Barry and Tomlin, on the other hand, are quite young, both under 30 and both in their first turn as an NFL position coach. Barry has one year with the 49ers under his belt but as a quality control coach; Tomlin has spent his first seven years on the job on the collegiate level. Both will be inheriting players that are, essentially, their contemporaries.

Caldwell's credentials are obvious, but what in the past of Barry and Tomlin convinced Dungy that they could take over for the highly successful duo of Smith and Edwards?

"Number one, I think they're exceptionally smart guys," said Dungy. "By the time we get out to mini-camp or training camp, I think they'll understand what we're doing. I think they'll get it across very well. I think they'll teach it. I think they're both very good, fundamental teachers, they're good communicators and they're going to bring some new ideas. I think they're going to help us.

"Many times, when you start over you do go back to what's very important to you, the things that you sometimes take for granted when you've had a staff together for five years. I think it will cause us to focus back on what's really important."

Barry does not expect his age to be an issue when the time comes to instruct his players.

"I really never had a problem with it so I've never had to think about it," he said. "It's going to be important for me to gain my players' trust, whether they be younger than me or older.

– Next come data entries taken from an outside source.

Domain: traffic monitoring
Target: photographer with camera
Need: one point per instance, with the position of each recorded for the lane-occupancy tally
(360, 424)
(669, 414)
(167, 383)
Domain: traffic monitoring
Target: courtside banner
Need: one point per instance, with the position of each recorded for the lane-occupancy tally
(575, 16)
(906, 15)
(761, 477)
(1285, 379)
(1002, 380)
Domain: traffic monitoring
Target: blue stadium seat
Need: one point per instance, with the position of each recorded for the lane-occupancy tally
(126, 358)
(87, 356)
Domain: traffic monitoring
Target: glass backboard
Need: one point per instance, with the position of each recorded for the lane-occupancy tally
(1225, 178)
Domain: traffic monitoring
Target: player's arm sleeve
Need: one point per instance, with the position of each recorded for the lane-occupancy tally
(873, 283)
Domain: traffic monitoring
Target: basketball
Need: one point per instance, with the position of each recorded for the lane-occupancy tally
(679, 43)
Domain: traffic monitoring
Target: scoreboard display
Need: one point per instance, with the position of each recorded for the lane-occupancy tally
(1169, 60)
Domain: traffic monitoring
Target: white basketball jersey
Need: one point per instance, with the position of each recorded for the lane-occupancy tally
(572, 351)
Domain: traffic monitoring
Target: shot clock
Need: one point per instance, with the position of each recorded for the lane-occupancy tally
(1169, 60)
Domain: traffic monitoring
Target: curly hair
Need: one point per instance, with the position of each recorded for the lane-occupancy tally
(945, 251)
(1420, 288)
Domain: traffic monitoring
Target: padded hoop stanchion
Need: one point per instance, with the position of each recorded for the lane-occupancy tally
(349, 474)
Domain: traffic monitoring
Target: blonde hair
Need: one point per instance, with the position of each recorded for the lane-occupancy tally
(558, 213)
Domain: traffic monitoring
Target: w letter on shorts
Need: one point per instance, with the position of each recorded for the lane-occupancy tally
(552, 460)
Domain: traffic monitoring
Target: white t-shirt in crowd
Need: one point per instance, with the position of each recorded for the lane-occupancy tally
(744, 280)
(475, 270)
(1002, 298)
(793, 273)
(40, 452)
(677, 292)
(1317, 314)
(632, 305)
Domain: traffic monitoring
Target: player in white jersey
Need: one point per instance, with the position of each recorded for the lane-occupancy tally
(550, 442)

I don't think a player necessarily looks at how old a coach is. He just looks to see if he's good and if he's going to help him get better. It's never been an issue. I've always been able to relate well to players, no matter how old they are."

Barry is confident in his ability to keep the Bucs' linebacking tradition strong because he believes he has the educational approach that Dungy desires.

"I feel like I can teach and I think that's something that's important to Coach Dungy and should be important to any coach on any staff," said Barry. "The ability to be able to teach the fundamentals of the position you coach – I think that's very important and that's something I know I can do and that have to do."

Barry, the son-in-law of Buccaneers Defensive Line Coach Rod Marinelli, has observed the inner workings of the Bucs' coaching staff on several occasions over the past five years. Tomlin, on the other hand, admits that he is not yet familiar with the Defensive Coordinator Monte Kiffin's system. He plans to take a crash-course in the defense over the coming weeks and hit the ground running when the players report for mini-camp. He is not concerned with trying to replace the highly-respected Edwards.

"I'm going to be Mike Tomlin and come to work every day and get after it," said Tomlin. "I'm going to coach with passion and study the game and that's all there is to it.

"I'm not a hard guy to figure out. I'm very motivated, highly passionate when it comes to football. I'll let my actions speak for themselves, and I'm not really concerned about that."

Like the others, Tomlin considers himself a teacher. ""I believe that all football players want to get better and I think everyone has aspects of their game that they want to work on," he said. "That's my job, to help them improve in all areas of the game.

Considering the diverse backgrounds of these three coaches, and the relatively low-profile names of Barry and Tomlin, it's clear that Dungy conducted a very thorough search in this, his first extensive overhaul of the coaching staff. While he values continuity above almost everything else, Dungy feels certain that he has chosen the men that will help the team continue to build on what Christensen, Smith and Edwards began.

"The great thing about this, from our standpoint, is that we got the people that we think our going to do the best job for us and are going to give us the best chance to win," he said. "That's what it's all about."